# Is $(X, Y)$ always absolutely continuous with respect to $P_X \otimes P_Y$?

Definitions:

Let $$X: (\Omega, \mathcal A) \to (\mathbb R, \mathcal B)$$ be a random variable on the probability space $$(\Omega, \mathcal A, P)$$ and define its distribution as the probability measure $$P_X(B) = P(X \in B)$$ on $$\mathcal B$$. ($$\mathcal B$$ is the Borel sigma algebra).

A random variable is absolutely continuous with respect to a measure $$\mu$$ if its distribution is, i.e. $$P_X(B)=0$$ for all $$B \in \mathcal B$$ with $$\mu(B) = 0.$$ $$X$$ may not be absolutely continuous with respect to the Lebesgue measure $$\lambda$$ but it is always absolutely continuous with respect to $$P_X$$.

Now let $$(X,Y): (\Omega, \mathcal A) \to (\mathbb R^2, \mathcal B^2)$$ be a random vector with distribution $$P_{X, Y}((X, Y) \in B)$$, $$B \in \mathcal B^2$$. By the same reasoning as before, $$(X,Y)$$ is abolutely continous with respect to $$P_{X, Y}$$ even if it is not absolutely continuous with respect to $$\lambda^2$$.

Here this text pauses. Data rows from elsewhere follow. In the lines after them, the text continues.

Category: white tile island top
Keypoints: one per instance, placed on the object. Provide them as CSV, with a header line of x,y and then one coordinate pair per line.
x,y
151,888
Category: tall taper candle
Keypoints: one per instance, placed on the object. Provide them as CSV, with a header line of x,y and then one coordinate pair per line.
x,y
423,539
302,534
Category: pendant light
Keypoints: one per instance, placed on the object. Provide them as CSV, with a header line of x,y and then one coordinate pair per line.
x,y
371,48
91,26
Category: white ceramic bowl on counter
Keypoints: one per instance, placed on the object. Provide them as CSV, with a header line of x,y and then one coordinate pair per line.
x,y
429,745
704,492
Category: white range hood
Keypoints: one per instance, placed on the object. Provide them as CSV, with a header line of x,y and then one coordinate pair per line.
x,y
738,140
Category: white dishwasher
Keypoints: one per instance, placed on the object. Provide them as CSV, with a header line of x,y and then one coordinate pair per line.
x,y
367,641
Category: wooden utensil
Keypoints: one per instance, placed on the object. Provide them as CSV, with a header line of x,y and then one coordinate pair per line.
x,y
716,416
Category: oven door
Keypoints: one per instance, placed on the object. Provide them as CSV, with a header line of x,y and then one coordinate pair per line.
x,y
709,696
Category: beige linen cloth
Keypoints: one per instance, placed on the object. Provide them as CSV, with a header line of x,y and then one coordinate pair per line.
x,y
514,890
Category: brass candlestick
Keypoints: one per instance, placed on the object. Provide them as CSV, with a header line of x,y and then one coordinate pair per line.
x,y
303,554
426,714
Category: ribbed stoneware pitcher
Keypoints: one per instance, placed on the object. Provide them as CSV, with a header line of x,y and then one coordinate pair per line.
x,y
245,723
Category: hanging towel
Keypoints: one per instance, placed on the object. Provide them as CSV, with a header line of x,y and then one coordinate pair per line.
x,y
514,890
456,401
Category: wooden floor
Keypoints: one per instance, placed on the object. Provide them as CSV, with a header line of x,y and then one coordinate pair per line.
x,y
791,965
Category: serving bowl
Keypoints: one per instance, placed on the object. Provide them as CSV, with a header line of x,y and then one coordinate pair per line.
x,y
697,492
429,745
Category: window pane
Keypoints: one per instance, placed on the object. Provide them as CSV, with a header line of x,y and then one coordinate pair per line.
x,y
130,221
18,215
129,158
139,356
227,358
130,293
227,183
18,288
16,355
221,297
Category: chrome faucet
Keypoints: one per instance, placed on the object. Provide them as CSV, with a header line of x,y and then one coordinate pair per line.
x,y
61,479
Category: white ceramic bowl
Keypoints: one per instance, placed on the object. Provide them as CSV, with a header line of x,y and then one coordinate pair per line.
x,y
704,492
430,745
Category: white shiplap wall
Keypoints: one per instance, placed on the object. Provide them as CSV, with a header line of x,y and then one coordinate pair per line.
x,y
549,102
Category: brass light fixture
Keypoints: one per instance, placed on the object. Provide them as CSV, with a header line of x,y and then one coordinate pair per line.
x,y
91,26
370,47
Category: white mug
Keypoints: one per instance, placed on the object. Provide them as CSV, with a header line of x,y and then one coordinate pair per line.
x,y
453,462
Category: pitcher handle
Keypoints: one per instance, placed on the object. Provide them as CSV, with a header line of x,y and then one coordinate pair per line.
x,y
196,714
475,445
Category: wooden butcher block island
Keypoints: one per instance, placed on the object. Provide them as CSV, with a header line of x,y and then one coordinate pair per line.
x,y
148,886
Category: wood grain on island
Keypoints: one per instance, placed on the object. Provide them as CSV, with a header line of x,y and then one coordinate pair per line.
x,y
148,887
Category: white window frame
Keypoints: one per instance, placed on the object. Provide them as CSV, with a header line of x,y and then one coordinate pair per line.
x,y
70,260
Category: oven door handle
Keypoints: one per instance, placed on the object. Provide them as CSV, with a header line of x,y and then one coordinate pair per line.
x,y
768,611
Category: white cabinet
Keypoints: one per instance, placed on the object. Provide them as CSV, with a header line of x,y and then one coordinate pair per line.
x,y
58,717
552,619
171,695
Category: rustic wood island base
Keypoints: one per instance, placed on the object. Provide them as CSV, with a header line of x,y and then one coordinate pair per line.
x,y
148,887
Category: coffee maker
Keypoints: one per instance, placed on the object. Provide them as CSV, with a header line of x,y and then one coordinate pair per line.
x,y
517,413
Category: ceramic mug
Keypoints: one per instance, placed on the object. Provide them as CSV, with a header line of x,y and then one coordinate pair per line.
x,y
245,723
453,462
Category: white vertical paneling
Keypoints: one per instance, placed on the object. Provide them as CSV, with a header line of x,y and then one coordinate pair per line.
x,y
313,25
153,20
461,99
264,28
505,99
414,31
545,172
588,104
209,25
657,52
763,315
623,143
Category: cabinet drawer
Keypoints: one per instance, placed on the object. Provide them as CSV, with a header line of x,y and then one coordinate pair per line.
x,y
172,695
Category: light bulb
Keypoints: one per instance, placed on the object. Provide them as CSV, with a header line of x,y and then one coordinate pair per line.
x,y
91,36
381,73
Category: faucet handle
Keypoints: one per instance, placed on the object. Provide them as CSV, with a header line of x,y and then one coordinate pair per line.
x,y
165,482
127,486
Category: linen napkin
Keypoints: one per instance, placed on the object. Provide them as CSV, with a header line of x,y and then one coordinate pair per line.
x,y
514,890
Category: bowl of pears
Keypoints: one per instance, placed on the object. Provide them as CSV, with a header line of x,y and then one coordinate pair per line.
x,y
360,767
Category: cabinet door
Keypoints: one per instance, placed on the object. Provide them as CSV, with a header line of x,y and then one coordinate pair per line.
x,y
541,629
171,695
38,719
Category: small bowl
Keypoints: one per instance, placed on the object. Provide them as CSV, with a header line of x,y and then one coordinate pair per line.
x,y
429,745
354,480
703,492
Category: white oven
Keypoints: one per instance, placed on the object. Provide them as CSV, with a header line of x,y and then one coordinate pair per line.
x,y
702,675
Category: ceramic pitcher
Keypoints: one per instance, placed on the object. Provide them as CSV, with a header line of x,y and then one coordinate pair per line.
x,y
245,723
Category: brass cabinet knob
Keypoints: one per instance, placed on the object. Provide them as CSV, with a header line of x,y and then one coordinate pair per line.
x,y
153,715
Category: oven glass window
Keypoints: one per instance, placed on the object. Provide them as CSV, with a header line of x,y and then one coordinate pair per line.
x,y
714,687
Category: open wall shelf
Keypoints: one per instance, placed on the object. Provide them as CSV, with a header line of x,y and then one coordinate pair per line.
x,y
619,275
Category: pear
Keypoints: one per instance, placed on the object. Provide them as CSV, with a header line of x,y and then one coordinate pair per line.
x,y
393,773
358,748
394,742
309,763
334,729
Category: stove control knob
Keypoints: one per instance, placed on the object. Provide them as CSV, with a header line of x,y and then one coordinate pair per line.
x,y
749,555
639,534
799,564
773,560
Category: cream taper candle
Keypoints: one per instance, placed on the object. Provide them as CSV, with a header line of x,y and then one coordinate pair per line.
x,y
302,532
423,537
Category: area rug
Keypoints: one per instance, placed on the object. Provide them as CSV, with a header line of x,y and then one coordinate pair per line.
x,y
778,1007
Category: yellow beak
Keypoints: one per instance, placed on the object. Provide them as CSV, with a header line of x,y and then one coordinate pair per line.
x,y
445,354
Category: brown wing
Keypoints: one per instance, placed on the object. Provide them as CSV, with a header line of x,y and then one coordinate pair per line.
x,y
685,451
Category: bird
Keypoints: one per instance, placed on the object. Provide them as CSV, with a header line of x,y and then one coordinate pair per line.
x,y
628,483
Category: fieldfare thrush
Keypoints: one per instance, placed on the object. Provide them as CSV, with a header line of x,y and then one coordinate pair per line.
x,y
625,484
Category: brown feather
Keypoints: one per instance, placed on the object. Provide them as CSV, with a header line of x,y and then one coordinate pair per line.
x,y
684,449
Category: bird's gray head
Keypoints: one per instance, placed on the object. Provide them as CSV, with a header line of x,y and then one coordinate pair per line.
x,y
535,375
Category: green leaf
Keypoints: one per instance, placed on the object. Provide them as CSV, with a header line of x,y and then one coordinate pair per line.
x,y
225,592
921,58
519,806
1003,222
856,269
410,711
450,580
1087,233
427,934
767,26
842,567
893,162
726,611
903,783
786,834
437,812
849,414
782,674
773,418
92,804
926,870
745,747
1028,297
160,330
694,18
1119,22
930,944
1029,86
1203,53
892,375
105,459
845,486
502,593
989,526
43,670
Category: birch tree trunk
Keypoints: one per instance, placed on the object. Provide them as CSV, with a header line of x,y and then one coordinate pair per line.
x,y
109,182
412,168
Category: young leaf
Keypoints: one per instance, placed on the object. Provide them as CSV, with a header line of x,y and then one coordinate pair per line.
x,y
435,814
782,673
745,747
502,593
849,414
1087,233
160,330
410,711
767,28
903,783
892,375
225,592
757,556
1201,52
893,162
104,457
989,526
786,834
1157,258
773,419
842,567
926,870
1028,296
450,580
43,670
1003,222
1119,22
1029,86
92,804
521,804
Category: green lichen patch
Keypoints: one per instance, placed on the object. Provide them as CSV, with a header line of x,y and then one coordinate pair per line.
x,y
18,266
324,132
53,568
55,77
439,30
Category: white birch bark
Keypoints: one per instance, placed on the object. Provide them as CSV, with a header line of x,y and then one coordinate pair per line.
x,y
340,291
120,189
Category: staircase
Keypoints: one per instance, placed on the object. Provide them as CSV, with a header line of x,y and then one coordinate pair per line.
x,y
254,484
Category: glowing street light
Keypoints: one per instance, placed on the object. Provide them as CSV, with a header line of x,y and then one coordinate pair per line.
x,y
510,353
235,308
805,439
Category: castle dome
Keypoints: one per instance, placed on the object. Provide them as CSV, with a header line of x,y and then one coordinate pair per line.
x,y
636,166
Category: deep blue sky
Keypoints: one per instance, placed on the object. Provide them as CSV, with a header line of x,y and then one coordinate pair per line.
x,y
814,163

Question: Will $$(X, Y)$$ always be absolutely continuous with respect to the product measure $$P_X \otimes P_Y$$?

What I did:

We need to verify that $$P_{X, Y}(B) = 0$$ whenever $$(P_X \otimes P_Y)(B)=0$$. If $$B = B_1 \times B_2$$ is a rectangular set then this is clearly true because $$(P_X \otimes P_Y)(B)=0$$ implies $$P_X(B_1) = 0$$ or $$P_Y(B_2)=0$$ ($$P_X(B_1) = 0$$, say) and then $$P_{X, Y}(B) = P((X, Y) \in B_1 \times B_2) = P(X \in B_1, Y \in B_2) \le P(X \in B_1) = 0.$$

But for non-rectangular sets I'm not sure how to proceed.

This is untrue in general. The problem is that $$P_X \otimes P_Y$$ is the law of $$(\tilde{X}, \tilde{Y})$$ where $$\tilde{X}$$ has the same distribution as $$X$$ and similarly for $$\tilde{Y}$$ but $$\tilde{X}$$ is independent from $$\tilde{Y}$$. $$X$$ and $$Y$$ need not be independent which will allow us to create a counterexample.
For example, let $$X$$ be a standard one dimensional Gaussian and consider the case $$X = Y$$. Then $$P_{(X,X)}$$ is a measure on $$\mathbb{R}^2$$ such that if $$\Delta = \{(x,x) \in \mathbb{R}^2: x \in \mathbb{R}\}$$ then $$P_{(X,X)}(\Delta) = 1$$. However, $$P_X \otimes P_X$$ is the law of the standard two dimensional Gaussian and in particular $$P_X \otimes P_X(\Delta) = 0$$.